Writer: Graham Greene
Adapter: Bryony Lavery
Director: Esther Richardson
Composer: Hannah Peel
Designer: Sara Perks
Lighting: Aideen Malone
Reviewer: Ron Simpson
Brighton Rock presents many problems to the maker of a stage adaptation. Apart from a considerable roster of characters named and unnamed, its emphasis on violence, often for its own sake, and Greene’s use of Catholic theology and the prospect of Hell to drive the plot are both, for different reasons, awkward to present on stage. Then again, it’s very location-specific – and a very distinctive location, too. In that respect, the famous 1948 film holds all the cards against a stage version.
Bryony Lavery’s adaptation for Pilot Theatre takes a boldly imaginative approach to solving the problems, justifiable, but not always convincing. The early stages, when Pinkie’s gang kills Fred Hale, the newspaper man Pinkie regards as an informer, are highly impressionistic, with synchronised moves of gangsters (not very terrifying as a group) and much running from Hale, against Sara Perks’ drably menacing and endlessly versatile set. This is punctuated by an aggressively percussive live music score – highly effective all through the performance.
Particularly in the first half, the impressionism remains: the lights are low, the mist swirls and actors change character in a breath. In so many ways this is a difficult production to assess. The ensemble of six supporting the three main characters is admirably committed and happily embraces cross-gender casting, but the narrative impact is not helped by the number of times an actor simply looks or sounds wrong for the part: there are, too, some unexpectedly successful re-interpretations.

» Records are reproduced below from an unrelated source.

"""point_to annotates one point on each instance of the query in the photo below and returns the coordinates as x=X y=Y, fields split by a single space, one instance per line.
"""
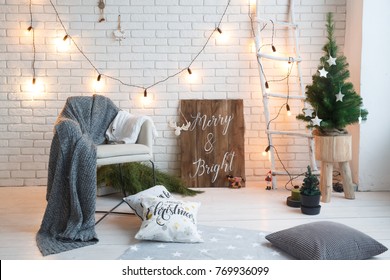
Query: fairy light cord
x=31 y=29
x=291 y=61
x=145 y=88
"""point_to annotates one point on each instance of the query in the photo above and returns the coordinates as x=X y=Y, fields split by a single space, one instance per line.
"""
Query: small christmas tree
x=334 y=102
x=310 y=186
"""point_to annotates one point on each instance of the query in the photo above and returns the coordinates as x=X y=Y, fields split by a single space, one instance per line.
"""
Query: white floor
x=21 y=211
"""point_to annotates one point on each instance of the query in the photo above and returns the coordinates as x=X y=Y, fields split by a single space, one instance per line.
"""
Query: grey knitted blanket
x=69 y=219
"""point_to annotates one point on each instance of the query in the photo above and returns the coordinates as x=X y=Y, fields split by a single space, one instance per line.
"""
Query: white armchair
x=140 y=151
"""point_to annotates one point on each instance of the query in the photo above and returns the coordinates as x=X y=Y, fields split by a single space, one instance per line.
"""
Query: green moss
x=137 y=177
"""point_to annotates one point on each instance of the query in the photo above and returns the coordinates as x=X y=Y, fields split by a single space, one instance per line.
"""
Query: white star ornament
x=331 y=61
x=339 y=96
x=316 y=121
x=323 y=72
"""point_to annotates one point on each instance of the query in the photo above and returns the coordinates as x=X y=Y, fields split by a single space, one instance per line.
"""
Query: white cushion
x=114 y=150
x=169 y=220
x=134 y=201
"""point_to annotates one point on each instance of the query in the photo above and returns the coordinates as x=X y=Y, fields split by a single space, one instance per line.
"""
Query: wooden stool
x=330 y=150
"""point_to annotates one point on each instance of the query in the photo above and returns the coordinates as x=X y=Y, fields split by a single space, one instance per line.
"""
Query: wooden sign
x=213 y=146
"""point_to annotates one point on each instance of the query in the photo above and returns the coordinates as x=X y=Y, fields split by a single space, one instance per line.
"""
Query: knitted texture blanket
x=69 y=218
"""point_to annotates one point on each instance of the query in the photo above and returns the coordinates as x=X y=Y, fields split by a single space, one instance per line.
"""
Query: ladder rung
x=281 y=58
x=281 y=23
x=283 y=95
x=292 y=133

Esther Richardson deploys her forces with great skill, though her love of the circling swirling group move becomes repetitive.
The audience’s viewpoint on the events in Brighton’s gangland is provided in this production by Ida Arnold who enunciates her sensibly simple morality at the outset. She is the woman who met Hale casually in a bar before his murder and is determined to discover what happened to him – and ends up playing detective and at the same time trying to rescue Pinkie’s young “wife” from her devotion to him. Gloria Onitiri’s splendid performance is the pivot of the production, though it’s questionable whether Graham Greene ever intended Ida to look so glamorous. But, if she looks rather too much like the great nightclub singer Elizabeth Welch for comfort, at least she does a good job on the ballads that punctuate the percussive atmospherics of Hannah Peel’s musical score – and the single-minded focus of her character is perfectly judged.
The second half of the play is more coherent, with fewer snappy short scenes, and brings the key relationship between Pinkie and Rose to the foreground in a series of troubled and troubling scenes. Sarah Middleton’s determined fragility is increasingly moving and Jacob James Beswick, somewhat on one aggressively angular note with his gang and his victims, seizes the chance to reveal his disturbed psyche in body language as much as in words.
And Lavery and Richardson know well that there is only one place to end: Pinkie’s “loving” recorded message to Rose – here left at a subtly ominous point.